世界的な中産階級の出現により食糧が逼迫すること、それは時代の必然であり一時期投機マネーが入って混乱したものの近未来において食糧の逼迫は避けられないものになるのではないかと言う前半、それを引き継いで物事が混迷した場合のシナリオとネットバイヤーである貧困農民の更なる貧困化・都市のスラム化という近未来を予測した中盤(黒のシナリオ)、対して物事を整理総括し農業を発展させる(灌漑や化学肥料、食糧流通)ことによりしのげる可能性を示した終盤(緑のシナリオ)、と言う構成。
 商業的農業に視点があり、そこから自給的で市場規模の小さい米に関してもどうも同等に見ている感があるところがアンバランスであり、また農業の市場自由化を推進すべきと言うところでは新自由主義チックであるが、真髄としては、食っていくためには商売も必要だと言うところにあって、商売のために食うのではないから、効率的な配分と言う考えの下に商業化を進めてはどうかという考えなのだろう。また特に先進国のミッションとして、技術普及や教育、低コストな土木を行うよう援助し、貧困農民を救う道を示唆しているのも新自由主義ではないことを印象付ける。

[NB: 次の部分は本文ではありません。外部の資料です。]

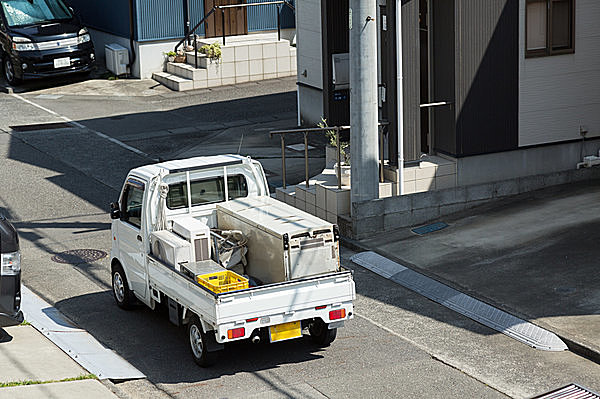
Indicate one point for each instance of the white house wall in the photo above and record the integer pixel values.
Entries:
(559, 93)
(308, 31)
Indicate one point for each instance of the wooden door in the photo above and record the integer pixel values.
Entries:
(236, 19)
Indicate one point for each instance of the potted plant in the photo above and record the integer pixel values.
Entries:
(212, 51)
(331, 153)
(180, 56)
(171, 56)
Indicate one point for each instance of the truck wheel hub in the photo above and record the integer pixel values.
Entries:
(196, 340)
(119, 287)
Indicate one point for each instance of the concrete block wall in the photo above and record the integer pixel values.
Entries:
(386, 214)
(243, 59)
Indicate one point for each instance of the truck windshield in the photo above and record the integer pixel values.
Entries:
(206, 191)
(30, 12)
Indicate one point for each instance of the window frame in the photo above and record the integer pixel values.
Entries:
(548, 51)
(125, 216)
(217, 179)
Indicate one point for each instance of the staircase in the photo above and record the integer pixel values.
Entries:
(243, 59)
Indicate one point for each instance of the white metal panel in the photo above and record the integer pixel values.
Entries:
(559, 93)
(74, 341)
(181, 290)
(272, 216)
(281, 298)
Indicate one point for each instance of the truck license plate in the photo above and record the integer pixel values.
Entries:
(62, 62)
(284, 331)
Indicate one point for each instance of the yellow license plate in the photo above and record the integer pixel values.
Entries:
(284, 331)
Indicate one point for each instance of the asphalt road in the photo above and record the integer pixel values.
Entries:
(56, 185)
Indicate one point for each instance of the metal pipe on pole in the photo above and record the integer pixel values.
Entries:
(363, 101)
(400, 95)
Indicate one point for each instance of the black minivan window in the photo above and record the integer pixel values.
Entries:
(29, 12)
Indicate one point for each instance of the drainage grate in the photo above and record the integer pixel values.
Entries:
(430, 228)
(41, 126)
(79, 256)
(572, 391)
(479, 311)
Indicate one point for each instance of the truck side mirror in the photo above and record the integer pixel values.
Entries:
(115, 212)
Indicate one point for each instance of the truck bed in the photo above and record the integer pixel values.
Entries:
(270, 304)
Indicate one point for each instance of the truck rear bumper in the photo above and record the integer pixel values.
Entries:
(251, 326)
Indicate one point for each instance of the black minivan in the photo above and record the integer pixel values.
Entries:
(42, 38)
(10, 275)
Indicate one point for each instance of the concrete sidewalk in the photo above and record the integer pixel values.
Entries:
(27, 357)
(535, 256)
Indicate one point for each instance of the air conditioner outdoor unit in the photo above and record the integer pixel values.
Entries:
(197, 233)
(169, 248)
(117, 58)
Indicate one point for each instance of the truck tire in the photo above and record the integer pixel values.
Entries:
(121, 292)
(321, 335)
(198, 344)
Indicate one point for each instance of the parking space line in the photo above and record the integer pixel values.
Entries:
(81, 126)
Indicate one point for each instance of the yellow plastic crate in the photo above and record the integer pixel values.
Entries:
(224, 281)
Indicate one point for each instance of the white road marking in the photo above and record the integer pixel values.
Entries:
(79, 125)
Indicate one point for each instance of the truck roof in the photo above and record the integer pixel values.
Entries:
(9, 240)
(181, 165)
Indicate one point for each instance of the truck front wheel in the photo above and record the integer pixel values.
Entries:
(321, 334)
(121, 292)
(198, 343)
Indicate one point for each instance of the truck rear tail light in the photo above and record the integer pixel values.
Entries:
(337, 314)
(236, 333)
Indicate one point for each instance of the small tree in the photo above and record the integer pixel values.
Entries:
(344, 145)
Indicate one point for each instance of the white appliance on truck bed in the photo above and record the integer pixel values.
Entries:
(284, 243)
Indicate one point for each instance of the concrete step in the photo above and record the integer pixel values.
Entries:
(173, 82)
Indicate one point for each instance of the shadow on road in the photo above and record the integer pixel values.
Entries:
(147, 340)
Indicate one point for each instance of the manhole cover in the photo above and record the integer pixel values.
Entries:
(78, 256)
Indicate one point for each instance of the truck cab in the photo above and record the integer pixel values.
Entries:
(10, 275)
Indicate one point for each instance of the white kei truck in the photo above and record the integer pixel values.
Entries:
(203, 237)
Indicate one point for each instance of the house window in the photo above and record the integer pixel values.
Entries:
(550, 27)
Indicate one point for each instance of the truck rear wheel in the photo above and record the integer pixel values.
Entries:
(198, 344)
(321, 334)
(121, 292)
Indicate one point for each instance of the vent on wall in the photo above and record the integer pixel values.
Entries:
(117, 58)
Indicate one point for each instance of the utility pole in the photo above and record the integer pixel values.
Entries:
(363, 101)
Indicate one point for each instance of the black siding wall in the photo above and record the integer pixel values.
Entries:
(336, 40)
(411, 80)
(442, 63)
(487, 76)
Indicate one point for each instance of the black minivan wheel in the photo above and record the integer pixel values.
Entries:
(9, 71)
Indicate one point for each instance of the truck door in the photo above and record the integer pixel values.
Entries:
(131, 235)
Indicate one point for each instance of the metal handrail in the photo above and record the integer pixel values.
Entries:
(305, 131)
(222, 8)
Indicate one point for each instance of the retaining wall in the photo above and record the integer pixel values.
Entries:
(377, 216)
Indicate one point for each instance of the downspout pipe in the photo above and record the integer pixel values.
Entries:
(400, 95)
(131, 36)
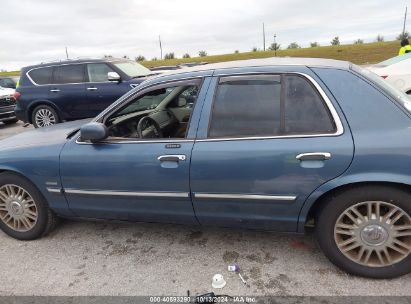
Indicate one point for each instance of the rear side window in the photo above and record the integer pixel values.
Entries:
(41, 75)
(97, 72)
(73, 73)
(246, 107)
(305, 111)
(268, 105)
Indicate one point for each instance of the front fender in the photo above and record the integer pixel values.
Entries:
(345, 181)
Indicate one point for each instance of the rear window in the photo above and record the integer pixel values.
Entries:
(73, 73)
(41, 75)
(403, 99)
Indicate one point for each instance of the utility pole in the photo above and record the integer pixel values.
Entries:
(405, 20)
(263, 36)
(161, 47)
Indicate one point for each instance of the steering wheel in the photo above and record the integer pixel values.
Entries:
(148, 128)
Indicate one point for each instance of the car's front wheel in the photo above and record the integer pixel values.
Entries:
(366, 231)
(44, 116)
(24, 212)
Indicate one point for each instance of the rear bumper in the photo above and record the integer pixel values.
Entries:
(7, 113)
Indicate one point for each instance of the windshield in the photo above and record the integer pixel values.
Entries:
(394, 60)
(398, 95)
(132, 69)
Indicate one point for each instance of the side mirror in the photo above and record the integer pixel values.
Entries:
(113, 76)
(93, 131)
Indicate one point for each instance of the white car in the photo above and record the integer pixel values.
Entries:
(396, 71)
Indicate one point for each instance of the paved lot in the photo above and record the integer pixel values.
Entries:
(87, 258)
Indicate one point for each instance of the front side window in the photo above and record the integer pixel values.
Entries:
(97, 72)
(41, 75)
(72, 73)
(162, 112)
(268, 105)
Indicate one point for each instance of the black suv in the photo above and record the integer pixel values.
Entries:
(49, 93)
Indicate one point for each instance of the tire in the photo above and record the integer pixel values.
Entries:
(372, 234)
(11, 121)
(23, 215)
(44, 116)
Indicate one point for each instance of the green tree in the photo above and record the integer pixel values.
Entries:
(293, 45)
(335, 41)
(169, 56)
(140, 58)
(404, 35)
(379, 38)
(274, 46)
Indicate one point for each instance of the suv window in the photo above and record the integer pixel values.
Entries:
(268, 105)
(97, 72)
(41, 75)
(71, 73)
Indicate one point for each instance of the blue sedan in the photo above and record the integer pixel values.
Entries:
(284, 144)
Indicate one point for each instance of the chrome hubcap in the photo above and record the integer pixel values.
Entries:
(44, 118)
(374, 234)
(17, 208)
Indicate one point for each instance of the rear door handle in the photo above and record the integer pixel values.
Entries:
(174, 158)
(314, 156)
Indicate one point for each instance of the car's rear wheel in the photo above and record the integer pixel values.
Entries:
(44, 116)
(24, 212)
(10, 121)
(366, 231)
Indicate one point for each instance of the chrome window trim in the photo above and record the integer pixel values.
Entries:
(127, 193)
(234, 196)
(338, 124)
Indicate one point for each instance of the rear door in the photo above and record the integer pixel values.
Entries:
(68, 90)
(100, 92)
(265, 142)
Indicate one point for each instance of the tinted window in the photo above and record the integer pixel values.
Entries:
(97, 72)
(305, 111)
(69, 74)
(41, 75)
(246, 107)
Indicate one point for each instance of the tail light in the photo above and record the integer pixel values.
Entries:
(16, 96)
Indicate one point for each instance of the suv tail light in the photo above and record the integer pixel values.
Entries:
(16, 96)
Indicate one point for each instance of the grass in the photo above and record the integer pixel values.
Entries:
(367, 53)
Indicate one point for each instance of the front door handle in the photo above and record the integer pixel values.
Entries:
(314, 156)
(174, 158)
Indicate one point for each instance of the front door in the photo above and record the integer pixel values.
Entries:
(271, 140)
(141, 171)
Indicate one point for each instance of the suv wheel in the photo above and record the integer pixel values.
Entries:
(44, 116)
(367, 231)
(24, 212)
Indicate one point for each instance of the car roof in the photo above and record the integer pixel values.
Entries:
(74, 61)
(273, 61)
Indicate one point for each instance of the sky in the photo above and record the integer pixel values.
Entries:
(33, 31)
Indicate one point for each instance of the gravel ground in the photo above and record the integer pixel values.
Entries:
(96, 258)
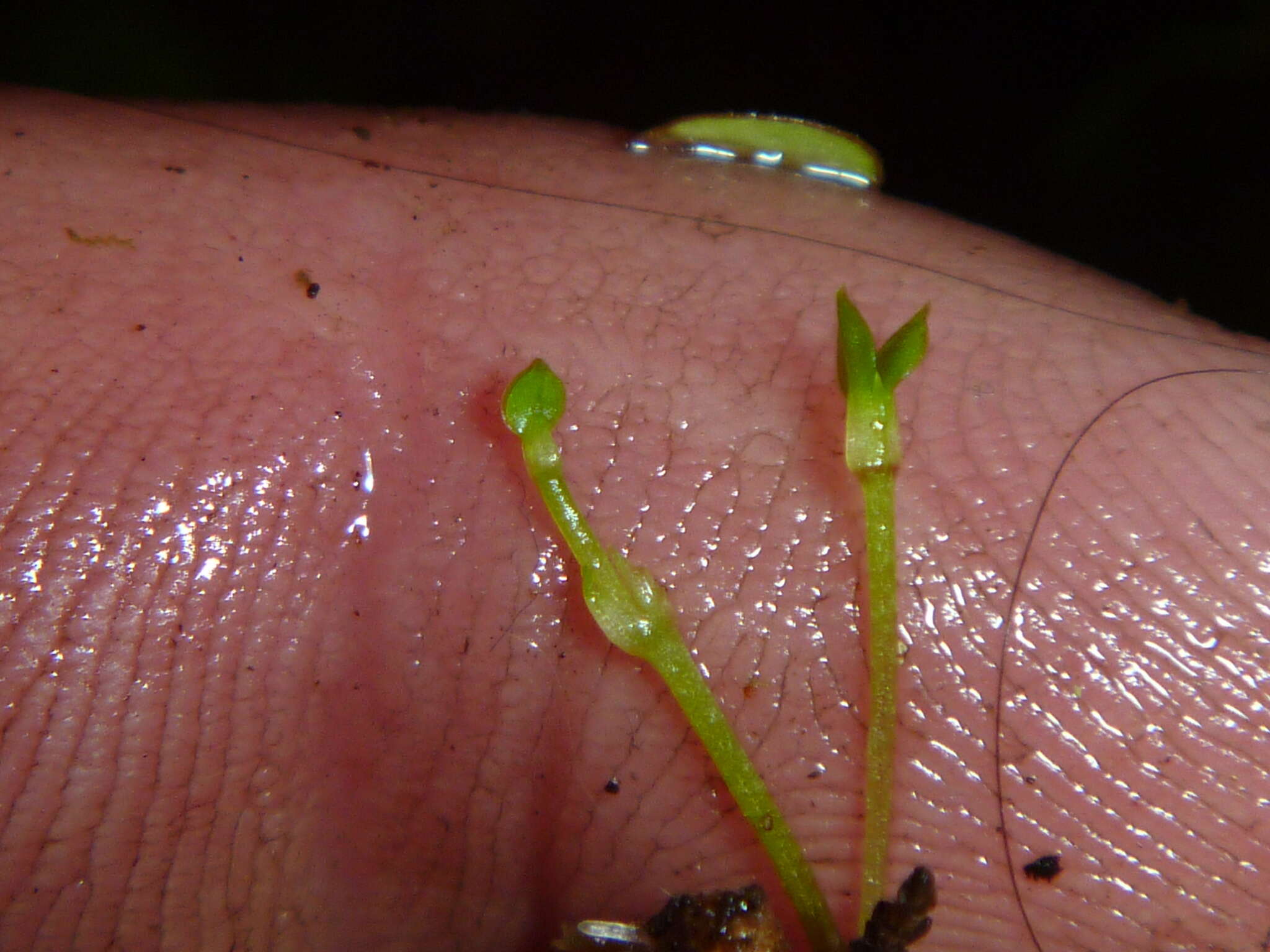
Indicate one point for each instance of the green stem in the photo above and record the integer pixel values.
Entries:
(879, 493)
(636, 615)
(869, 377)
(738, 772)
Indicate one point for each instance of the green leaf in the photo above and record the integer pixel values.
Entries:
(534, 400)
(906, 348)
(858, 362)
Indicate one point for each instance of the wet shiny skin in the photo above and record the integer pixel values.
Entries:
(304, 736)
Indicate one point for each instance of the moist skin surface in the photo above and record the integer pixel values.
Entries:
(293, 659)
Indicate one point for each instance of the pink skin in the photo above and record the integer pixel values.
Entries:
(252, 700)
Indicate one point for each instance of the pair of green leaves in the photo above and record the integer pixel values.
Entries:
(869, 377)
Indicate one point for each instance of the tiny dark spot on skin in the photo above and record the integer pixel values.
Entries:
(100, 240)
(1046, 867)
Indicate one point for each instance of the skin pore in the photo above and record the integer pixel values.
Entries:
(286, 640)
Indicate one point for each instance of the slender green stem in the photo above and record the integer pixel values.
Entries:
(868, 379)
(879, 493)
(738, 772)
(634, 612)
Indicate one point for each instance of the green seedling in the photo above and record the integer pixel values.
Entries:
(634, 612)
(868, 379)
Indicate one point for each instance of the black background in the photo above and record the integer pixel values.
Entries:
(1128, 136)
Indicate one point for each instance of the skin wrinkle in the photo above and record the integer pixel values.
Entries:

 黒のシナリオはまさに暗澹たるモノであるが、ソマリアやスーダンの現状を考えると、世界が一様に緑になることはないと思わざる終えない。また地下水やリン鉱石の枯渇問題を考えれば、化学肥料が万全でないことも明らかであり、全てに緑のシナリオが実現されることは、思想的には理想主義であり物理的限界を感じずにはいられない。
 緑と黒のまだらの世界だけでも何とか構築できないか。出来たとしてどれくらい持つのか。大きなバイオマスの人間は試され続けると思う。